Brown trout, the top predator in many European streams, may be able to survive in warmer waters under global warming. Many current predictions about the effects of global warming suggest top predators will be some of the hardest hit as ecosystems suffer around them. However, a new study looking at brown trout, the largest organisms in many freshwater streams, suggests their response to warming is more complex.

A team of researchers, led by Gísli Már Gíslason, Professor in Limnology at the University of Iceland’s Faculty of Life and Environmental Sciences, and Ólafur Patrick Ólafsson, MS student in Biology at the University of Iceland, investigated a series of geothermally-heated streams in Iceland to see how well brown trout coped at higher temperatures. Scientists from Iceland, the United Kingdom, Norway, France, Denmark and South-Africa participated in the study.

They expected trout populations would get smaller as temperatures rose above their normal optimum, but instead found that populations were even bigger at higher stream temperatures. Their results are published recently in the journal Global Change Biology.

The Hengill valley in southern Iceland contains 14 streams of different temperatures, ranging from 4-25 degrees C. By tagging trout in a range of streams and measuring them five months later, the team were able to map the growth rate of the populations in each stream. They found that the size of trout populations increased with stream temperature, suggesting they could adapt to warmer climates. 

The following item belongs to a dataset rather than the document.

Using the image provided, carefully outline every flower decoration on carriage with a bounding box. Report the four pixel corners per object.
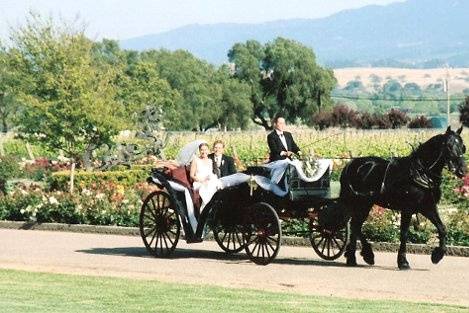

The team investigated how the trout were able to adapt, and found that they benefitted from more efficient energy transfer in the food web – more sunshine creating more algae to feed more prey for the trout – but also from eating less ‘junk food’. However, the scientists emphasize that the brown trout has had a long period to adapt to warmer environments, while predators facing a sudden increase in temperature due to climate change may fare worse.

Trout that live in colder streams use less energy to catch prey, relying on what floats by, but in warmer streams they are more selective, picking out the most energy-intensive food. The study suggests that adult trout can grow and thrive at higher stream temperatures, but they still need cooler waters in order to raise their eggs, which die in waters above 16 degrees C. 

The team are expanding their study by looking at similar geothermal systems in Greenland, Alaska, Russia and Svalbard to see if the same pattern of adaptation is repeated across the Arctic region.